- Film poster
- Directed by: Frederick De Cordova
- Written by: Oscar Brodney Jack Henley
- Produced by: Leonard Goldstein
- Starring: Ann Blyth Mark Stevens Cecil Kellaway
- Cinematography: Russell Metty
- Edited by: Frank Gross
- Music by: Frank Skinner
- Production company: Universal International Pictures
- Distributed by: Universal Pictures
- Release dates: October 1950 (England); January 25, 1951 (New York); March 2, 1951 (San Francisco); April 22, 1951 (U.S.); May 26, 1951 (Los Angeles);
- Running time: 81 minutes
- Country: United States
- Language: English

= Katie Did It =

1951 film by Frederick de Cordova

Katie Did It is a 1951 American romantic comedy film directed by Fred de Cordova and starring Ann Blyth, Mark Stevens and Cecil Kellaway. The plot concerns a small-town girl who falls in love with a big-city artist but mistakenly believes that he has a wife and children.

==Cast==
- Ann Blyth as Katherine Standish
- Mark Stevens as Peter Van Arden
- Cecil Kellaway as Nathaniel B. Wakeley VI
- Jesse White as Jim Dilloway
- Harold Vermilyea as Merill T. Grumby
- Craig Stevens as Stuart Grumby
- William H. Lynn as Clarence Spivvens
- Elizabeth Patterson as Aunt Priscilla Wakely
- Jimmy Hunt as Steven Goodrich
- Irving Bacon as Conductor
- Raymond Largay as Rev. Turner
- Peter Leeds as "Odds" Burton
- Ethyl May Halls as Abigail

== Production ==
The film's working title was Katie Did, presumably a pun on the word katydid.

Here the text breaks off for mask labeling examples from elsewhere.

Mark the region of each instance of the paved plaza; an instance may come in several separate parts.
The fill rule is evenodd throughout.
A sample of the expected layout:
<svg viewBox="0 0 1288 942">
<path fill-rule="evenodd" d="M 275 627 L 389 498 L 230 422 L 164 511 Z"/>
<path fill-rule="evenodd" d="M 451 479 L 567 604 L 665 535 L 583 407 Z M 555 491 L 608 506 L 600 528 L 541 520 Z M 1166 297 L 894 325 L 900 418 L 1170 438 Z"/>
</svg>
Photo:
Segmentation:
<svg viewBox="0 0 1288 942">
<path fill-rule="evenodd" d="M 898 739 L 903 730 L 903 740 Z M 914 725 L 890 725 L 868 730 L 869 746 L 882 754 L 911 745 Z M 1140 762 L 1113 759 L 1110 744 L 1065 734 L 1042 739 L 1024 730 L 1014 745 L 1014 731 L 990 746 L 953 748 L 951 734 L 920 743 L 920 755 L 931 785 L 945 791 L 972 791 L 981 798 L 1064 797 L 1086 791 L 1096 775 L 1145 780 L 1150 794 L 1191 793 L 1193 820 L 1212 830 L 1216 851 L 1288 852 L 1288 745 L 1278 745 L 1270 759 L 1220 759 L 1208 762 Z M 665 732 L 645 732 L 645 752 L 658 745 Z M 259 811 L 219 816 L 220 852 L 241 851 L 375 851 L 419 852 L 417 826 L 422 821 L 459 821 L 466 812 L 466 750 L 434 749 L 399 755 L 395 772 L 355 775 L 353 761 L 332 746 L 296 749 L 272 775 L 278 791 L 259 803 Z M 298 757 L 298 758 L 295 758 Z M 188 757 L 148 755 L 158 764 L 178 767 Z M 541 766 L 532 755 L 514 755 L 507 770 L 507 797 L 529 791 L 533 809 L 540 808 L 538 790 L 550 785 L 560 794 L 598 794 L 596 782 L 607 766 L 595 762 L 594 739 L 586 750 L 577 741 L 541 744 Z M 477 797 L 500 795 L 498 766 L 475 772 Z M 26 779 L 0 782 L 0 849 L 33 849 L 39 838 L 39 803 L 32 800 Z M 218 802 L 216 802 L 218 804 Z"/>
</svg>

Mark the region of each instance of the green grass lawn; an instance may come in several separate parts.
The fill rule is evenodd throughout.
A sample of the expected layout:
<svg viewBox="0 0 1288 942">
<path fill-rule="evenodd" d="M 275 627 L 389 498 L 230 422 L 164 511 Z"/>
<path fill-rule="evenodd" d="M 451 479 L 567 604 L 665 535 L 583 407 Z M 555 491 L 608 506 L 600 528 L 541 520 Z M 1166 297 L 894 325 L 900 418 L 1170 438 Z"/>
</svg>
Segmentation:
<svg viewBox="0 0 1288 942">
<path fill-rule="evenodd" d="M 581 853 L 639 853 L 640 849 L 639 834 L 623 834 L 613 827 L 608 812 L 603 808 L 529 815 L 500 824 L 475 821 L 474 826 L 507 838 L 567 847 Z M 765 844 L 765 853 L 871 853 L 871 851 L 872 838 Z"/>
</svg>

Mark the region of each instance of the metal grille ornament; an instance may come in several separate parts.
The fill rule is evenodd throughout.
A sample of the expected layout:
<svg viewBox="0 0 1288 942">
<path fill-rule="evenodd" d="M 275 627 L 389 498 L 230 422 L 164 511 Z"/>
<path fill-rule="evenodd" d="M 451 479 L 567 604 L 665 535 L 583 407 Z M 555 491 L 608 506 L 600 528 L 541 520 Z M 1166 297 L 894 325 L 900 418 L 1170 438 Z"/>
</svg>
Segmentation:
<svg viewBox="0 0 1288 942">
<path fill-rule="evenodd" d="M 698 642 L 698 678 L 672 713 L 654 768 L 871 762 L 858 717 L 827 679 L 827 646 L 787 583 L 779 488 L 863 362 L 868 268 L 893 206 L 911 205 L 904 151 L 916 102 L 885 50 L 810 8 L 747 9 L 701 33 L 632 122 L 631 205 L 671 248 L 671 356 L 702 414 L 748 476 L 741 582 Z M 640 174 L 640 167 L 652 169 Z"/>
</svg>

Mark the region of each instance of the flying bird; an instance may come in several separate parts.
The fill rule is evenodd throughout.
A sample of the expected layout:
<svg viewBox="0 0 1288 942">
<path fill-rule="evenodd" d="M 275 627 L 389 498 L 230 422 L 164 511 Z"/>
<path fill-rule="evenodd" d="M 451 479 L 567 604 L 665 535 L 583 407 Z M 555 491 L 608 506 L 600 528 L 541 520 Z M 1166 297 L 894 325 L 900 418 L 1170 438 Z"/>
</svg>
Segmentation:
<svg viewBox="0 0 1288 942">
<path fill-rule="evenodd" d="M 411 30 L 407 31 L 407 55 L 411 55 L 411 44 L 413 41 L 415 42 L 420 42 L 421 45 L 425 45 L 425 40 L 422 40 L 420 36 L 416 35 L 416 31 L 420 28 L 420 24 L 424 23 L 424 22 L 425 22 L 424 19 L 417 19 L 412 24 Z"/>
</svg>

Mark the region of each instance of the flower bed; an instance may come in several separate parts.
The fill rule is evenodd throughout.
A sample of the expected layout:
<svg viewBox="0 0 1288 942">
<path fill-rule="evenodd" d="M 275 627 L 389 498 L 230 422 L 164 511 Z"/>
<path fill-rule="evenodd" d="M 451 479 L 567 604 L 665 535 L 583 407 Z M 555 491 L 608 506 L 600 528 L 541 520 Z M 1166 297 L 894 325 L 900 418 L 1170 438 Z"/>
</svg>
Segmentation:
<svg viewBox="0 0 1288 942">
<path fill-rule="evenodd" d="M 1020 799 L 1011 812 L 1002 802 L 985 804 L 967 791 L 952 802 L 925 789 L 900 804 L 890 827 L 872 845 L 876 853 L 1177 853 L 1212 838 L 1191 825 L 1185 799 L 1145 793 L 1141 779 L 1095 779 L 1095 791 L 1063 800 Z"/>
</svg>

The film's star Mark Stevens had been a commercial artist before his acting career, and his own artwork is shown in the film. Stevens painted the portrait of Katherine Standish that his character is shown painting, which required Ann Blyth to spend two days in a bathtub. When the crew complained that the bath water was too murky, chlorine was added, but it still appeared dull, so two quarts of champagne were added.

== Release ==
The film was released in England in October 1950, long before its American debut.

== Reception ==
In a contemporary review, the Los Angeles Times wrote: "It is, in fact, a beguilingly amusing tale, this, with some very funny John Gardensass types, especially William Lynn as a drawling Yank and Cecil Kellaway as the uncle. Ann Blyth and Mark Stevens as the principals. and Elizabeth Patterson as the aunt, are delightful.

==Bibliography==
- Stephens, Michael L. Art Directors in Cinema: A Worldwide Biographical Dictionary. McFarland, 1998.